Con algún simplismo, habrá quien pretenda disfrazar
estas cuestiones para intentar despolitizarlas. Ahora bien, si no fueran
políticas, ¿qué hace acá el monarca español presidiendo un congreso que tendría
que tener como únicos intervinientes a filólogos, lingüistas, lexicógrafos,
escritores, traductores y profesores de lengua? ¿Preside el rey los congresos
de los dentistas, de los tintoreros o los de los reposteros? Claramente, no,
porque los intereses que hay en juego cuando se trata de la lengua son otros.
Lo sabemos desde Antonio de Nebrija, quien les dijo a los reyes católicos que
sin una gramática no podrían conquistar América, algo que esos mismos reyes
hicieron a costa de 9 millones de indígenas muertos, según las estadísticas de
Tzvetan Todorov.
Y aquí conviene recordar que España ha
adscripto la lengua castellana a la “Marca España” –disimulada ahora con la
denominación “España Global”–, y que, como eso no ha cambiado de los gobiernos
de izquierda a los de derecha, no queda otro remedio que pensar que se trata de
una cuestión de Estado y, si no me equivoco, el rey es el funcionario vitalicio
que representa al Estado español. Y cuando uno se pregunta por qué todo esto,
aparece súbitamente la economía: la lengua considerada como bien de consumo a
través de diccionarios y gramáticas generados por la Real Academia Española,
cursos y métodos de evaluación impulsados por el Instituto Cervantes, libros
publicados por las multinacionales españolas, exámenes cobrados a través de los
buenos oficios de Telefónica de España y, lo más odioso, las correcciones
gratuitas de la FUNDEU (Fundación del Español Urgente), que, como todo el mundo
debiera saber, son el fruto del acuerdo y
participación del banco BBVA (Banco Bilbao Vizcaya) y la Agencia EFE.
En este punto, y puestas las
cosas negro sobre blanco, alguien va a apresurarse a invocar el panhispanismo, engendro
que los españoles, temerosos de la fragmentación de la lengua castellana,
pusieron de moda en términos lingüísticos en la «Asamblea de Filología
del I Congreso de instituciones hispánicas», una convención convocada en 1963
por el Instituto de Cultura Hispánica, institución creada por Francisco Franco en 1945, como forma
de burlar, a través de Latinoamérica, el ostracismo al que la diplomacia mundial
había condenado a su dictadura.

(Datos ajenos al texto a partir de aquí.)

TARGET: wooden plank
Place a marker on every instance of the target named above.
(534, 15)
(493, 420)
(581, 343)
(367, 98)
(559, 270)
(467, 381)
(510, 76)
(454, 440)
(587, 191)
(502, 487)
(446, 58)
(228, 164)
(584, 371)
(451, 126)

Acaso con algo de esto en mente, entre las
conclusiones de una de las comisiones de ese congreso –más precisamente, la dedicada
a la “Unidad del español”– se lee: “La Comisión considera que toda
acción rectora del futuro de la lengua española, tendente a la deseable
unificación de la lengua cultivada, debe hacerse con un absoluto respeto a las
variedades nacionales tal como las usan los hablantes cultos y teniendo en
cuenta que la unidad idiomática no es incompatible con la pluralidad de normas
básicas, fonéticas y de otro tipo que caracterizan el habla ejemplar y
prestigiosa de cada ámbito hispánico”. A alguien se le ocurrió llamar a esto
“política lingüística panhispánica”, eufemismo por “seguimos haciendo lo que queremos”,
porque, a la fecha, sólo ha servido para que las editoriales españolas rechacen
las traducciones hechas por latinoamericanos con el pretexto de que “son
malas”, para que la FUNDEU se meta donde no la llaman haciendo continua presión
para que los medios latinoanoamericanos adopten los usos lingüísticos impuestos
por la Real Academia, etc. Mientras tanto, muchas de las palabras del DRAE
indican “americanismo”, o “argentinismo”, o “mexicanismo”, pero nunca
“españolismo”, como si lo que se hablara en España fuera la norma y lo que se
habla de este lado del Atlántico (y no Alántico: las consonates tl se
pronuncian en América) el defecto.
En el pasado, cuando el mundo estaba más
equilibrado, cuando no se compraban abusivamente los derechos de autor “para la
lengua”, imponiendo de ese modo una única traducción posible para todas las
provincias del castellano, Alfonso Reyes y Jorge Luis Borges ya tuvieron que
pelear por estas cuestiones, justamente con muchos de los participantes
españoles preocupados por la “unidad del español”. Borges y Reyes –que entre
otras cosas nos liberaron del refranero español– no estuvieron solos.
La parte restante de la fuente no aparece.